Его старались ухватить за руки, за плечи, за одежду, но он отмахивался яростно. Потом крикнул:
— Ну, чего надо?! Я вас трогал?!
— За ноги, за ноги его! — зазвенела чья-то команда.
— Вовка, сделай аркан из ремня! На лапу ему!..
— Эй, молодежь! — громко окликнул я. — Не слишком ли много на одного? Что-то не по-рыцарски.
Они разом остановились. Заоборачивались. Разгоряченные, веселые. Совсем не такие, как их пленник. Самый старший — славный такой, ясноглазый парнишка, совсем не похожий на хулигана — сказал, словно загораживая остальных:
— А что такого? Мы же играем!
— Ничего себе игра! Вон как налетели на беднягу, отбивается из последних сил…
Мальчик-командир пожал плечами:
— Все сперва отбиваются. Такое правило… Чтобы веселее.
Смуглый мальчишка с черными глазами-шариками (один из тех, что везли тележку) слегка испуганно объяснил:
— Он же сам пришел…
— Я не пришел, а просто шел! По делу! — крикнул от бревенчатой стены пленник. — А вы как пираты!.. Рукава отрывать!
— У всех отрывают. Раз праздник… — пискнул кто-то позади остальных.
— Ничего себе праздник, — сказал я.
— А что! — улыбнулся старший. — Каждый год так. Когда каникулы начинаются, мы тут дневники жжем и школьные рукава и штаны обрываем, потому что лето.
— Потому что форма во как надоела, — сиплым баском разъяснил стриженный «под огурчик» лопоухий толстячок. Одна штанина была у него обрезана выше колена, вторая над щиколоткой. Старший мальчик опять сказал:
— Это обычай такой. А вы, наверно, не здешний…
— Я тоже не здешний, — ощетиненно откликнулся взъерошенный пленник. — А вы как коршуны…

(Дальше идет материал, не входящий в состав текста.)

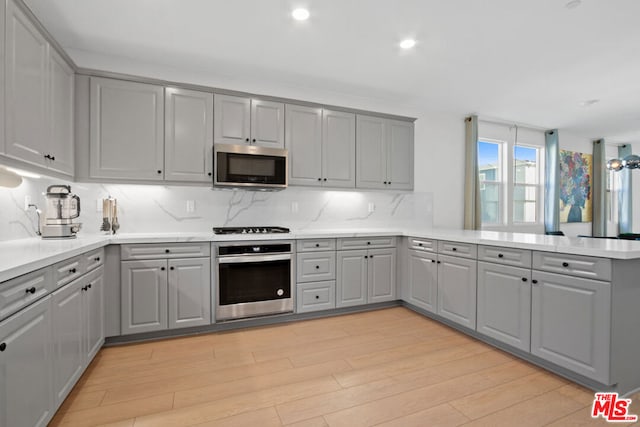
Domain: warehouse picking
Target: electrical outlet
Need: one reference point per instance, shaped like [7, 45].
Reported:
[372, 207]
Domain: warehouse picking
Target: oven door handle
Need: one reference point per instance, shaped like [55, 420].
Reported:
[253, 258]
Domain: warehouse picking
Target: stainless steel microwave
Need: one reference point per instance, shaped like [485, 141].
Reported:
[249, 166]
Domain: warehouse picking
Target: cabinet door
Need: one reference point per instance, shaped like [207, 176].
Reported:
[188, 142]
[26, 396]
[232, 119]
[61, 89]
[94, 314]
[27, 97]
[126, 130]
[504, 304]
[303, 138]
[371, 147]
[381, 275]
[338, 149]
[457, 290]
[144, 296]
[570, 323]
[68, 337]
[400, 155]
[267, 123]
[423, 280]
[351, 278]
[189, 292]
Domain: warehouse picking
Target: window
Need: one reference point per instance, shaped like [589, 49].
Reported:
[510, 174]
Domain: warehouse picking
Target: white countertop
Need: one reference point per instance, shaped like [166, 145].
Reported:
[18, 257]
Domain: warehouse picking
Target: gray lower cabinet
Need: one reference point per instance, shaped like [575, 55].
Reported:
[571, 323]
[68, 337]
[423, 280]
[504, 304]
[188, 140]
[165, 293]
[365, 276]
[457, 289]
[189, 292]
[351, 278]
[126, 124]
[144, 296]
[26, 396]
[314, 296]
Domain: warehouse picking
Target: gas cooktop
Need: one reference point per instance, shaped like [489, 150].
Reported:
[249, 230]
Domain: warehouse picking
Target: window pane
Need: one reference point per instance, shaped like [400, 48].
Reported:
[490, 200]
[488, 161]
[524, 203]
[525, 164]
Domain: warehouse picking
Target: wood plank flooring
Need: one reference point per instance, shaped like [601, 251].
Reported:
[389, 367]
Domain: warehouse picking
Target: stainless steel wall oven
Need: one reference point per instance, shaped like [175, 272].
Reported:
[253, 279]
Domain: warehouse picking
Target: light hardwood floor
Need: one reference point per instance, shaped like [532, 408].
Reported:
[388, 367]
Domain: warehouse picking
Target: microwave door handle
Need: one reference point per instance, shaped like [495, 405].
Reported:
[253, 258]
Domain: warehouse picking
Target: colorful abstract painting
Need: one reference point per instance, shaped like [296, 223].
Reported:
[576, 170]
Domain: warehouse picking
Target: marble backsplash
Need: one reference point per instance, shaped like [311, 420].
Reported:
[159, 208]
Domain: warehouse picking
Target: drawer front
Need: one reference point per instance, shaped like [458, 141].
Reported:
[506, 256]
[164, 251]
[316, 266]
[316, 296]
[464, 250]
[93, 259]
[68, 270]
[425, 245]
[19, 292]
[574, 265]
[309, 245]
[367, 242]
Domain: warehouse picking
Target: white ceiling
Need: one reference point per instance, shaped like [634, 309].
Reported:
[530, 61]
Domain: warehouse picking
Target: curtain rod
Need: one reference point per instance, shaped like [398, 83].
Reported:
[508, 123]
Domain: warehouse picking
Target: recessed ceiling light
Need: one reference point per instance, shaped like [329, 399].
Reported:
[573, 4]
[589, 102]
[300, 14]
[407, 43]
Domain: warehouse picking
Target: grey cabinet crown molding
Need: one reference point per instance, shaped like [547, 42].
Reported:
[89, 72]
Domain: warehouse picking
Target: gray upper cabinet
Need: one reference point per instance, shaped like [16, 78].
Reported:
[39, 97]
[321, 146]
[457, 290]
[62, 116]
[384, 153]
[126, 130]
[239, 120]
[504, 303]
[27, 93]
[188, 147]
[571, 323]
[303, 136]
[338, 149]
[26, 396]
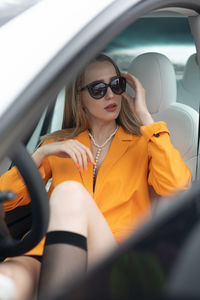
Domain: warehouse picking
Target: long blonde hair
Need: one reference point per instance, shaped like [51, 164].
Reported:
[74, 118]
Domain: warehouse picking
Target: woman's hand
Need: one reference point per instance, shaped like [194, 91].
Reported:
[73, 149]
[137, 104]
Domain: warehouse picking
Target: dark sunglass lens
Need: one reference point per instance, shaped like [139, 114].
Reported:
[98, 90]
[118, 85]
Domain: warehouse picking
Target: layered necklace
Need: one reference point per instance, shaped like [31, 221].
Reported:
[99, 148]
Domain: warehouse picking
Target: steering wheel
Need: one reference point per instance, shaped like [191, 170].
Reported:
[39, 202]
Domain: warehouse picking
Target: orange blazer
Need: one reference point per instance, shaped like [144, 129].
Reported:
[121, 191]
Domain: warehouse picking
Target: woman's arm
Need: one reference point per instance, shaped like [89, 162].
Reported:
[73, 149]
[167, 171]
[12, 181]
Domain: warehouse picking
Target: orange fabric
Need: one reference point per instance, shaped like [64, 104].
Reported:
[121, 192]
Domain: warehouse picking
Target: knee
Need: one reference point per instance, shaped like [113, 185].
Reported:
[68, 199]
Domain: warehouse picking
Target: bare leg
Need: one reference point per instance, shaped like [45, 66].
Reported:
[24, 271]
[73, 211]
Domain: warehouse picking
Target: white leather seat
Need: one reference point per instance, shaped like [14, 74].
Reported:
[157, 75]
[188, 88]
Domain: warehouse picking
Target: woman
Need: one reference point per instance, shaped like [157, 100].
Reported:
[101, 164]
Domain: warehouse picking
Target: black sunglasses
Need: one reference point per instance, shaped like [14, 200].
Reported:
[98, 89]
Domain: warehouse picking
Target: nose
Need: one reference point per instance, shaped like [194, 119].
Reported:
[109, 94]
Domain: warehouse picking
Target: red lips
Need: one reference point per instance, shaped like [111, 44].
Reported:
[112, 105]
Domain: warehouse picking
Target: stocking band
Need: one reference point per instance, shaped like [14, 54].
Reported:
[66, 237]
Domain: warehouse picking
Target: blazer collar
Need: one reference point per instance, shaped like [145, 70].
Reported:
[119, 146]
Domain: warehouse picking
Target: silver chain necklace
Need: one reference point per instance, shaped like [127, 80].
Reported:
[100, 147]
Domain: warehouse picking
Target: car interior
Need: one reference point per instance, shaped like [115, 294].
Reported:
[159, 49]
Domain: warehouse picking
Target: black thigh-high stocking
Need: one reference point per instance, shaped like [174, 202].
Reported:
[64, 258]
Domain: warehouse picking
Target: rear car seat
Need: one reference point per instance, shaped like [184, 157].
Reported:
[188, 88]
[156, 73]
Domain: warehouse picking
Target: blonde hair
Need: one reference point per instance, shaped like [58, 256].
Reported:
[74, 118]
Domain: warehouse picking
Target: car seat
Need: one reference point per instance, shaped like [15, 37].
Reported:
[188, 88]
[157, 75]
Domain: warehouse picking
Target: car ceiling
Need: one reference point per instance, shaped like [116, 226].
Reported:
[154, 31]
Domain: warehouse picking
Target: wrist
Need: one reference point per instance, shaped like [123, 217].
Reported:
[146, 118]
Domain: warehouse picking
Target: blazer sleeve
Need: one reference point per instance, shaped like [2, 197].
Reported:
[168, 173]
[12, 181]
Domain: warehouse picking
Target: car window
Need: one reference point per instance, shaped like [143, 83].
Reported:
[10, 9]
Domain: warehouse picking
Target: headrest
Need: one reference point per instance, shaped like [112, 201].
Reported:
[191, 76]
[157, 75]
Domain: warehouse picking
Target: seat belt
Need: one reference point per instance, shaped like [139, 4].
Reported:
[198, 141]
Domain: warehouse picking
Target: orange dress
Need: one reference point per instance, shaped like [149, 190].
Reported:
[121, 190]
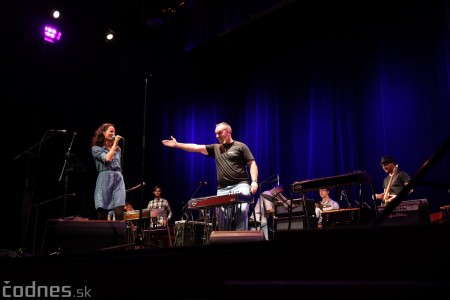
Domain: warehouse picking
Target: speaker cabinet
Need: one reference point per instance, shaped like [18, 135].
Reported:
[69, 236]
[218, 237]
[191, 233]
[297, 223]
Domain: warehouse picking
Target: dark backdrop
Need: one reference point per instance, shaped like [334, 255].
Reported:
[315, 90]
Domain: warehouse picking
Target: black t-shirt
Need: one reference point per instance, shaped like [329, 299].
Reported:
[231, 162]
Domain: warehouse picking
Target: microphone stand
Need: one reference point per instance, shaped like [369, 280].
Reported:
[64, 171]
[28, 196]
[205, 214]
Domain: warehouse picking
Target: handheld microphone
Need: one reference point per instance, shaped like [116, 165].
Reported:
[58, 130]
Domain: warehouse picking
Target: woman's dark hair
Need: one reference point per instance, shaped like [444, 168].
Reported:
[99, 139]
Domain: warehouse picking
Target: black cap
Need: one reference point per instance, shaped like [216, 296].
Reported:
[387, 159]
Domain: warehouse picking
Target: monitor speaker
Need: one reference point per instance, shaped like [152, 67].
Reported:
[81, 236]
[408, 212]
[191, 233]
[218, 237]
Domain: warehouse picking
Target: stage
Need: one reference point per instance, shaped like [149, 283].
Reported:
[351, 262]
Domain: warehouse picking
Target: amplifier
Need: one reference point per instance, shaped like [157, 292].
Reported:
[297, 223]
[239, 236]
[191, 233]
[408, 212]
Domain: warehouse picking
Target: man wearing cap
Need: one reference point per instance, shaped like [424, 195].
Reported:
[394, 182]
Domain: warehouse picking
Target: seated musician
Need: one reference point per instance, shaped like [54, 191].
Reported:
[161, 204]
[325, 204]
[394, 182]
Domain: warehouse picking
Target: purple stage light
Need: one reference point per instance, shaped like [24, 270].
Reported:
[51, 34]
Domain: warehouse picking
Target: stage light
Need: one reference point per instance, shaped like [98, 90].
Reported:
[51, 34]
[56, 14]
[109, 35]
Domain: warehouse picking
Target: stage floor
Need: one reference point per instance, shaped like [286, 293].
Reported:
[363, 262]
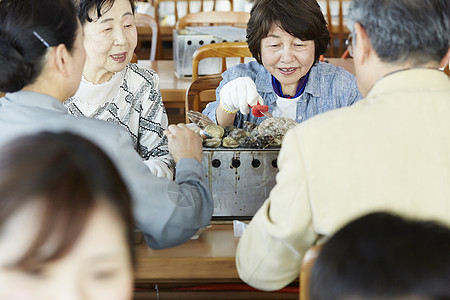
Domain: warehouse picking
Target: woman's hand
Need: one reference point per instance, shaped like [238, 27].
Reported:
[238, 94]
[183, 142]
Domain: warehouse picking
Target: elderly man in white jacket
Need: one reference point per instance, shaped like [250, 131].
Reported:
[390, 151]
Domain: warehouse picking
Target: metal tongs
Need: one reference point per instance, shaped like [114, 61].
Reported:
[259, 111]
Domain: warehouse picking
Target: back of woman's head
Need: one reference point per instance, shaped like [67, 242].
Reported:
[384, 256]
[27, 29]
[68, 176]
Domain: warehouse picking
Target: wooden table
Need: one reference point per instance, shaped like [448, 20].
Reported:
[201, 268]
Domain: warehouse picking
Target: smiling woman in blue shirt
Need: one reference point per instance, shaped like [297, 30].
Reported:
[286, 37]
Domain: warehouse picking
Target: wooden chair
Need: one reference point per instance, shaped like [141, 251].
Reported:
[166, 31]
[221, 50]
[200, 92]
[337, 29]
[147, 30]
[305, 270]
[209, 18]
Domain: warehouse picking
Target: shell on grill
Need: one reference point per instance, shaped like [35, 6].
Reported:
[269, 133]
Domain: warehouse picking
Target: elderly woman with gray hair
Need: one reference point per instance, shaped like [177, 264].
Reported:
[114, 90]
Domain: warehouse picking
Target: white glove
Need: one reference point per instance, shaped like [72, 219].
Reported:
[238, 94]
[159, 168]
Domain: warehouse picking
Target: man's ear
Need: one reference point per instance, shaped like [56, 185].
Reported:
[445, 61]
[61, 59]
[362, 46]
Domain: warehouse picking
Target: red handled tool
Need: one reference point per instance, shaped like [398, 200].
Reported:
[260, 111]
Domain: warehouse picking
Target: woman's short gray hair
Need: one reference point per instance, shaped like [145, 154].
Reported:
[404, 30]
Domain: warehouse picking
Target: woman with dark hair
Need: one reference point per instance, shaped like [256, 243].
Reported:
[65, 221]
[114, 90]
[286, 37]
[42, 58]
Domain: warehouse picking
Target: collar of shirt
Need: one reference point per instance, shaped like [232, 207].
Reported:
[300, 87]
[263, 82]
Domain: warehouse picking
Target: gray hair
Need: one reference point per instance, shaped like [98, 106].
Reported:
[404, 30]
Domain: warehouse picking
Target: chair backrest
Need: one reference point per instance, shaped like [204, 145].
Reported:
[209, 18]
[336, 25]
[222, 50]
[305, 270]
[194, 101]
[147, 29]
[177, 14]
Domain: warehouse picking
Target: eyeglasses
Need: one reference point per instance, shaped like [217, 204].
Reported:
[349, 43]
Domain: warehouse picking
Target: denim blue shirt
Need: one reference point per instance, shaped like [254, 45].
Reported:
[328, 87]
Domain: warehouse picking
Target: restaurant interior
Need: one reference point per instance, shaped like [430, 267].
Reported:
[177, 39]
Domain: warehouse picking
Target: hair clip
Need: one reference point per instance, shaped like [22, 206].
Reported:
[41, 39]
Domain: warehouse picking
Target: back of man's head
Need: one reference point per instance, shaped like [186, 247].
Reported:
[382, 256]
[417, 31]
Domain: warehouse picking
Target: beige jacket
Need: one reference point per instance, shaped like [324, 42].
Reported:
[390, 152]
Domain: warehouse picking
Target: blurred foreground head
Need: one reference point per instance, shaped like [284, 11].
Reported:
[382, 256]
[65, 221]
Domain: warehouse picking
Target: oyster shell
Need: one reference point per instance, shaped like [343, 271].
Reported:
[213, 131]
[276, 126]
[212, 142]
[199, 119]
[229, 142]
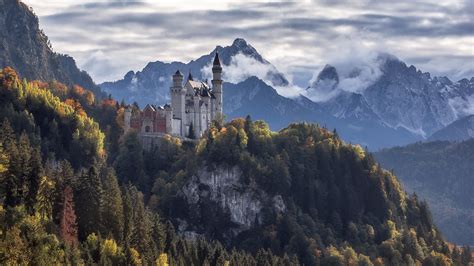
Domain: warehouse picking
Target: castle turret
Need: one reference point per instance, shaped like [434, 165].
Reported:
[217, 87]
[177, 98]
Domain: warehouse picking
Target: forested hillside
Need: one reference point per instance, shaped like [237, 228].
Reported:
[61, 202]
[299, 191]
[440, 172]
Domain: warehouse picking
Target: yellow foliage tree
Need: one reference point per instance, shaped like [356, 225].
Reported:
[162, 260]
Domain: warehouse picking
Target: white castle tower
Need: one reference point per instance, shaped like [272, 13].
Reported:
[217, 88]
[177, 99]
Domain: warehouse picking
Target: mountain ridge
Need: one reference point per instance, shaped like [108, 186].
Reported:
[26, 48]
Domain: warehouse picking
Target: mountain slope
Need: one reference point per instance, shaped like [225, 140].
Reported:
[441, 173]
[461, 129]
[300, 190]
[254, 97]
[153, 82]
[399, 97]
[26, 48]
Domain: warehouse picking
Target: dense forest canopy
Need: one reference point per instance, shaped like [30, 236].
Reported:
[442, 173]
[75, 190]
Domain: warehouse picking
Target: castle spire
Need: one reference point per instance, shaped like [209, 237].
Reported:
[217, 62]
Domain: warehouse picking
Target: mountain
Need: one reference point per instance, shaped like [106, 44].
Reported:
[441, 173]
[25, 47]
[253, 96]
[300, 190]
[393, 104]
[398, 96]
[153, 82]
[461, 129]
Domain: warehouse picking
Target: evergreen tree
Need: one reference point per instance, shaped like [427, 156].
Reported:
[191, 134]
[129, 163]
[89, 202]
[68, 226]
[112, 215]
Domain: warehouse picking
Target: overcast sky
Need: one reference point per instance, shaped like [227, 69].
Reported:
[109, 38]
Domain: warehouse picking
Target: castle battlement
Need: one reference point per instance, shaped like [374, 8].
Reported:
[194, 104]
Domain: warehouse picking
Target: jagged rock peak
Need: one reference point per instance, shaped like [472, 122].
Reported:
[328, 73]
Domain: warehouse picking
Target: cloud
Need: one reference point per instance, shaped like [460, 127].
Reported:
[296, 36]
[358, 65]
[242, 67]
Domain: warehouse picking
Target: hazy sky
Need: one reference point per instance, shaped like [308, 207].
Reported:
[109, 38]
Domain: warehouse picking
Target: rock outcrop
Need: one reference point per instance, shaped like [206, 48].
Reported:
[25, 47]
[241, 204]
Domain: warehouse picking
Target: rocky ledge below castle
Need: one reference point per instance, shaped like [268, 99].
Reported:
[221, 194]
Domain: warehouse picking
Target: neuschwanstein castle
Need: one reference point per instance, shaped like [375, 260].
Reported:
[193, 106]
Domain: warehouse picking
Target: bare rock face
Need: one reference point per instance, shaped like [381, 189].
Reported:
[25, 47]
[241, 204]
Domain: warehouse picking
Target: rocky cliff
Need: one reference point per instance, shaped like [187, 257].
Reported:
[242, 205]
[25, 47]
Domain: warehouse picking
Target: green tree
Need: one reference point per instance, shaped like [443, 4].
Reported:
[112, 215]
[129, 163]
[89, 202]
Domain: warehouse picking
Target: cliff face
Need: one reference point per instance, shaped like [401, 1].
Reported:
[221, 191]
[25, 47]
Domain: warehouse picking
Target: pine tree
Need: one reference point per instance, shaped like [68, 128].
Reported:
[34, 179]
[88, 202]
[191, 134]
[68, 226]
[45, 198]
[112, 215]
[129, 164]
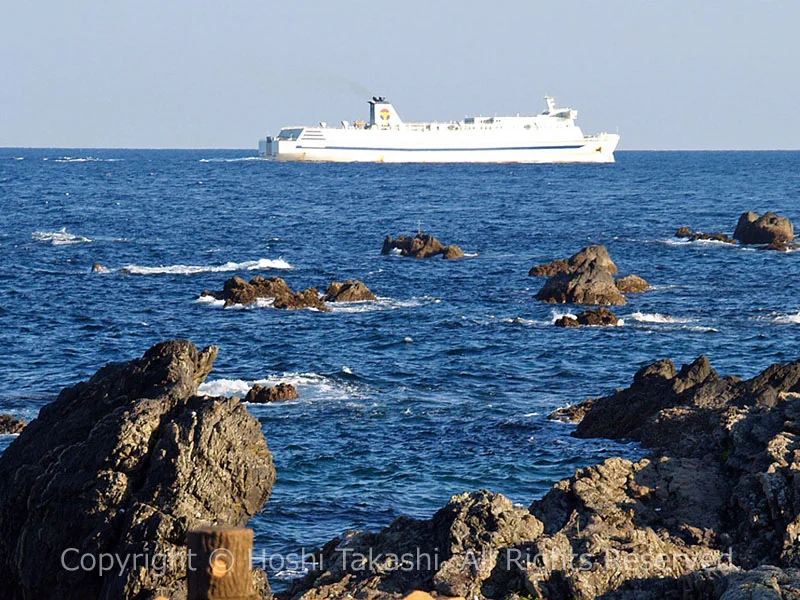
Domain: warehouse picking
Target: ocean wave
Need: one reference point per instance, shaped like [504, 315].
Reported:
[240, 159]
[71, 159]
[59, 238]
[310, 386]
[787, 319]
[641, 317]
[249, 265]
[382, 303]
[688, 242]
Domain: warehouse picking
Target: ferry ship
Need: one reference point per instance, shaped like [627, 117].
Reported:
[549, 137]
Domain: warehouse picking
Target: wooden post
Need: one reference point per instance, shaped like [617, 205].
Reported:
[220, 564]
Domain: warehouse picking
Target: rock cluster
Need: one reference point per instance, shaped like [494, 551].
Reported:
[124, 464]
[422, 245]
[592, 316]
[712, 512]
[260, 394]
[768, 228]
[238, 291]
[585, 278]
[9, 424]
[351, 290]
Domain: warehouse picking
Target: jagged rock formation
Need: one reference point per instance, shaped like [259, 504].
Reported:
[238, 291]
[260, 394]
[124, 464]
[577, 262]
[422, 245]
[9, 424]
[592, 316]
[632, 284]
[587, 277]
[351, 290]
[768, 228]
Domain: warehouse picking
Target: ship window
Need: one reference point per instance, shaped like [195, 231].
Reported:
[289, 134]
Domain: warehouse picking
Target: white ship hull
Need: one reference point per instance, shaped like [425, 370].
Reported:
[551, 137]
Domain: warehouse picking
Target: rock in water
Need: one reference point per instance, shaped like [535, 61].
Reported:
[453, 252]
[260, 394]
[125, 463]
[765, 229]
[458, 548]
[632, 284]
[593, 316]
[238, 291]
[591, 254]
[591, 284]
[422, 245]
[9, 424]
[351, 290]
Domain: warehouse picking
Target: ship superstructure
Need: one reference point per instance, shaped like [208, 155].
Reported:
[549, 137]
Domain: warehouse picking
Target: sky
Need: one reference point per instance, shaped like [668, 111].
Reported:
[677, 74]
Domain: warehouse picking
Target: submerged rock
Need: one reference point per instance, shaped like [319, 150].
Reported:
[9, 424]
[764, 229]
[351, 290]
[238, 291]
[259, 394]
[125, 464]
[632, 284]
[422, 245]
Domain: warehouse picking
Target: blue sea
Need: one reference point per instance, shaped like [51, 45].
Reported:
[441, 386]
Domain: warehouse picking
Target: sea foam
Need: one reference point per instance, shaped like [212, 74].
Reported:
[249, 265]
[59, 238]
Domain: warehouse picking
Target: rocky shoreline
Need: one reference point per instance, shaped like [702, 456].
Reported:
[131, 459]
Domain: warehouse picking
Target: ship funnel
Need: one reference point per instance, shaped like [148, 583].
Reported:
[382, 114]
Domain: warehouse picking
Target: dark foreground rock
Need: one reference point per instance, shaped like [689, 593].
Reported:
[9, 424]
[422, 245]
[260, 394]
[712, 512]
[239, 291]
[768, 228]
[351, 290]
[123, 465]
[593, 316]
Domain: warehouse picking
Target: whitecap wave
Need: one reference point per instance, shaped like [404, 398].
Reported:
[249, 265]
[310, 386]
[59, 238]
[382, 303]
[641, 317]
[71, 159]
[787, 319]
[240, 159]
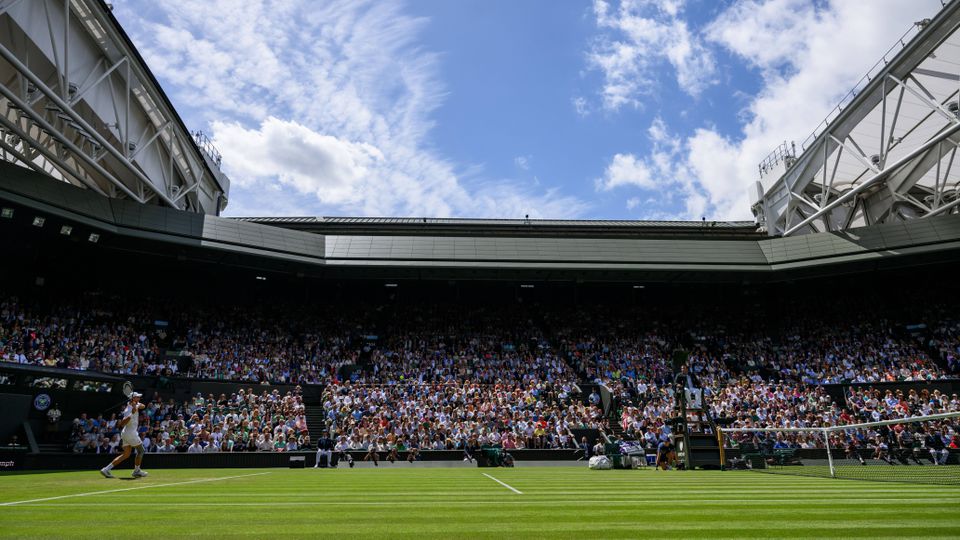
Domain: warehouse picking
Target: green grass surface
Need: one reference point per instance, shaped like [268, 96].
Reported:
[463, 503]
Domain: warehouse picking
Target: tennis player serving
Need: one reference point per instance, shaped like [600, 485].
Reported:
[129, 438]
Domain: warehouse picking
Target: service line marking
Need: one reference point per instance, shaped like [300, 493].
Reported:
[517, 491]
[13, 503]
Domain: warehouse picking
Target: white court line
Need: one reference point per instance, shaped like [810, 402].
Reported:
[531, 502]
[517, 491]
[12, 503]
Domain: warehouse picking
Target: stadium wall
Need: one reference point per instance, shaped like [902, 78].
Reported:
[699, 256]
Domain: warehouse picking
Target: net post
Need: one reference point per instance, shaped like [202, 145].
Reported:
[826, 440]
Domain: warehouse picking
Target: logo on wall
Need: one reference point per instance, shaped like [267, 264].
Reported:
[42, 402]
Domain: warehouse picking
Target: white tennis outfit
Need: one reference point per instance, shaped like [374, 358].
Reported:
[129, 435]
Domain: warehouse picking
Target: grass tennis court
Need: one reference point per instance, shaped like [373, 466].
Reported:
[554, 502]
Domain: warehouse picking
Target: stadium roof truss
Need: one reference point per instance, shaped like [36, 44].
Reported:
[78, 103]
[887, 153]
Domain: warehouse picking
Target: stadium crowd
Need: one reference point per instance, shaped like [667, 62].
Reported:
[243, 422]
[457, 415]
[436, 377]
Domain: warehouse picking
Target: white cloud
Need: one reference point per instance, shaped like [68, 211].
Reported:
[627, 170]
[638, 37]
[523, 162]
[808, 56]
[664, 174]
[330, 100]
[336, 171]
[580, 105]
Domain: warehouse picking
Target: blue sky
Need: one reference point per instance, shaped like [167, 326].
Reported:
[632, 109]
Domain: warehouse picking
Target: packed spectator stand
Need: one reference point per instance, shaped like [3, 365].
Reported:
[432, 376]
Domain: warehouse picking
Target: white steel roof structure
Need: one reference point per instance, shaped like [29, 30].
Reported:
[77, 102]
[887, 153]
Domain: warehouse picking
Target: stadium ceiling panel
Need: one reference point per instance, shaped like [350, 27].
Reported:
[887, 153]
[77, 102]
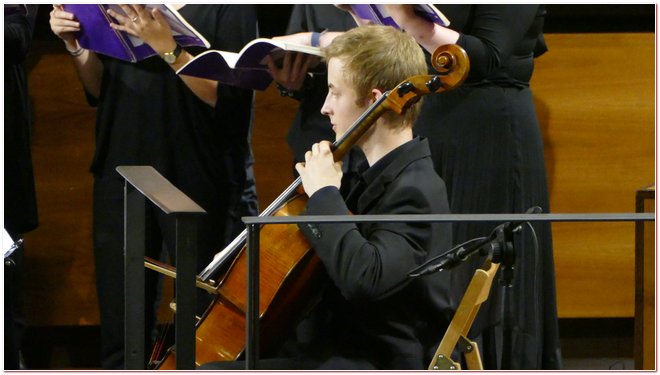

— Ну и ты не цыпленочек, — примирительно улыбнулся старший. — Вон сколько времени отбивался героически. За такое дело орден полагается… Эй, у кого ордена?
Ему дали звезду из фольги и канцелярскую скрепку. Расступились. Пленник подозрительно следил, как предводитель мальчишек прицепляет ему звезду к оттопыренному клапану нагрудного кармана. Все почему-то смущенно замолчали.
— Ну вот… а теперь иди, если хочешь, — вздохнул командир.
Среди мальчишек была девочка. Длинноногая, в цветастом платье и черном школьном переднике, из которого был дерзко вырезан кривой треугольник. Она сказала чуть нараспев:
— Мы ведь не знали, что ты здесь случайно. Извини нас, пожалуйста.
Мальчишка оттолкнулся спиной от бревен, однако не ушел. Потоптался, оглядел ребят — исподлобья, но уже не сердито.